Phyllis Cheung, chief executive officer of McDonald’s China, said in an interview in Beijing earlier this year that the company hopes to equip all of its restaurants in China with mobile ordering and other digital capabilities within two or three years. A proprietary smartphone application for food ordering is expected to be launched by the end of this year.

The new trend is not surprising. In a country with an aging population, Western fast-food chains that have little hope of selling chicken nuggets to pensioners are making greater efforts to woo a younger generation that is obsessed with smartphones. The chains have had to face reality. The novelty of Western fast food, so popularly embraced when it first appeared in China, has worn off.

Still, eating on the hop among those caught in the urban treadmill and among a younger generation not prone to cooking at home provides a lucrative market.

Yum and McDonald's have managed to grab a sizable chunk of the domestic fast-food market. According to research firm Euromonitor International, Yum held 23.9 percent at the end of last year, followed by McDonald's at 13.8 percent. Chinese chains, such as Ting Hsin Group, Hualaishi Catering Co and Kungfu Catering Co, held single-digit market shares.

"Asia still offers by far the largest long-term growth opportunity in global food service, but Western chains are encountering more strong local players instead of just competing against each other," Elizabeth Friend, strategy analyst for consumer food service at Euromonitor, wrote in a research note.

UK-based research firm Mintel estimates the market value of the fast-food industry will top 1 trillion yuan (US$154 billion) by 2020, with more than 950,000 outlets nationwide. The market is starting to recover after a series of food-safety scandals curbed growth between 2012 and 2014.

“New decors adopted by both KFC and McDonald’s indicate that these overseas fast food chains will continue to localize their operations, after altering their menus to adapt to Chinese consumers tastes several years earlier,” said Xiao Mingchao, an independent marketing analyst.

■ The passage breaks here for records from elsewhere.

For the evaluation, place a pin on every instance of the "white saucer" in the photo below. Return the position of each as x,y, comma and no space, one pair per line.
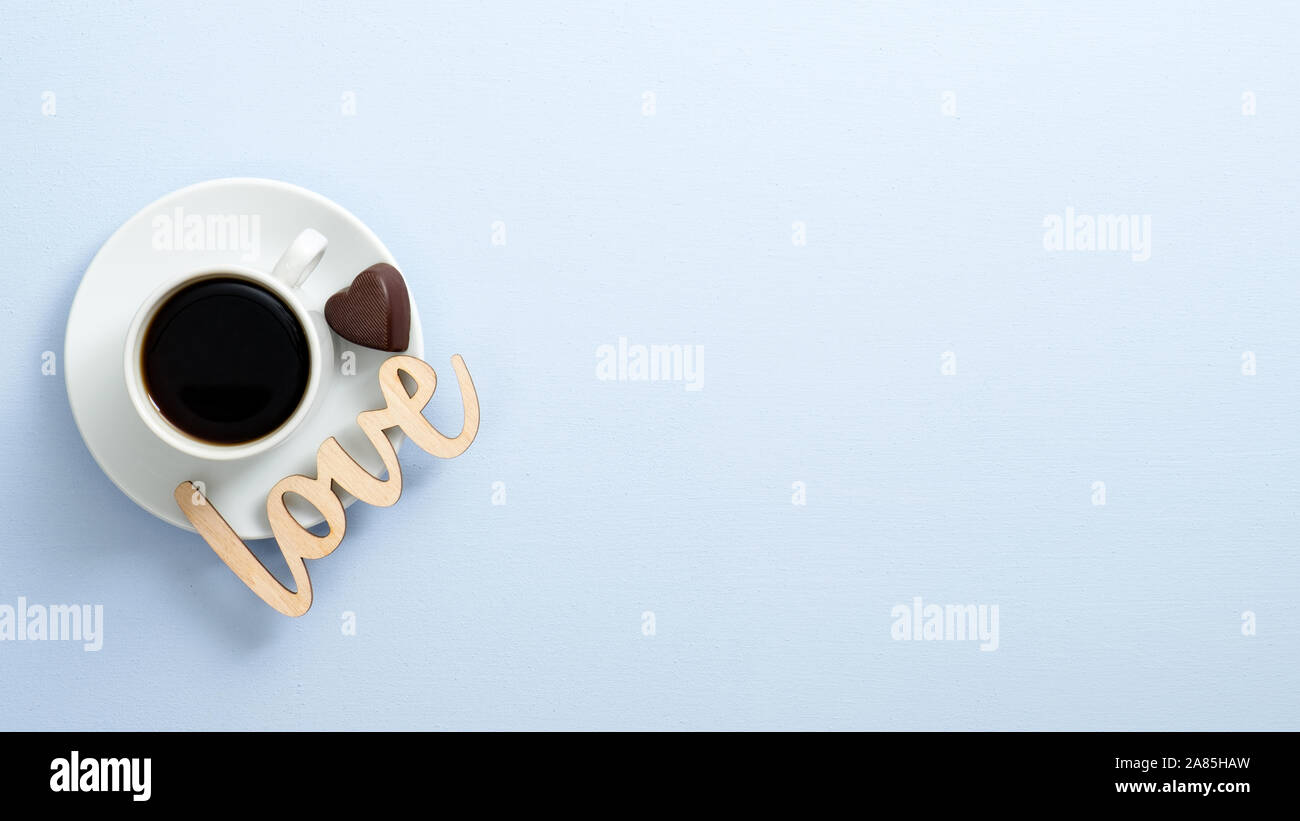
129,268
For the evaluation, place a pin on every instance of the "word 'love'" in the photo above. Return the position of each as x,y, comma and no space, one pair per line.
334,467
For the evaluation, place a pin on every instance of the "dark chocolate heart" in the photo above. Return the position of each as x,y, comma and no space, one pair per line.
375,311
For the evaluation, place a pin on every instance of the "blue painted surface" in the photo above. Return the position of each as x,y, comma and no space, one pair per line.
822,363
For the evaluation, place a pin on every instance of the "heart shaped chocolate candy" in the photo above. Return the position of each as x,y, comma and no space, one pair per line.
375,311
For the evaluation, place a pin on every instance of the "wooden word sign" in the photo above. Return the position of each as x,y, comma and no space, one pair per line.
334,467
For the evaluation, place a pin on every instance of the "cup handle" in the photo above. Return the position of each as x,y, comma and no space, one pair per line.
300,259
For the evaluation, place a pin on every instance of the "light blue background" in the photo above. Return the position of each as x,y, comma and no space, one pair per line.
822,363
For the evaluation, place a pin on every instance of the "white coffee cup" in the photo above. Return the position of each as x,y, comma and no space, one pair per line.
285,281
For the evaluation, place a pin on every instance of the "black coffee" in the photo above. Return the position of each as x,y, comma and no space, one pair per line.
225,360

New decors and the introduction of digital service offer a fresh perspective for customers as domestic fast food chains become more competitive, he added.

‘‘Digitalization in the food service industry, especially in fast-food chains, is still in its early phase,’’ Xiao said.

Several domestic hotpot eateries have already launched loyalty programs, such as special menu items and birthday gifts to turn consumers into long-term devotees.

‘‘Consumers are not only seeking delicious food at fast food chains, but they are also seeking dining experiences distinguished from other outlets,” said Terra Xu, senior analyst at Mintel.

“Mobile technologies provide an efficient channel for fast-food companies to get customer feedback, and smart food-ordering devices offer fun for consumers. This will be a big trend for both local and multinational players.”

All these factors contribute to a brand image with multiple dimensions, she noted.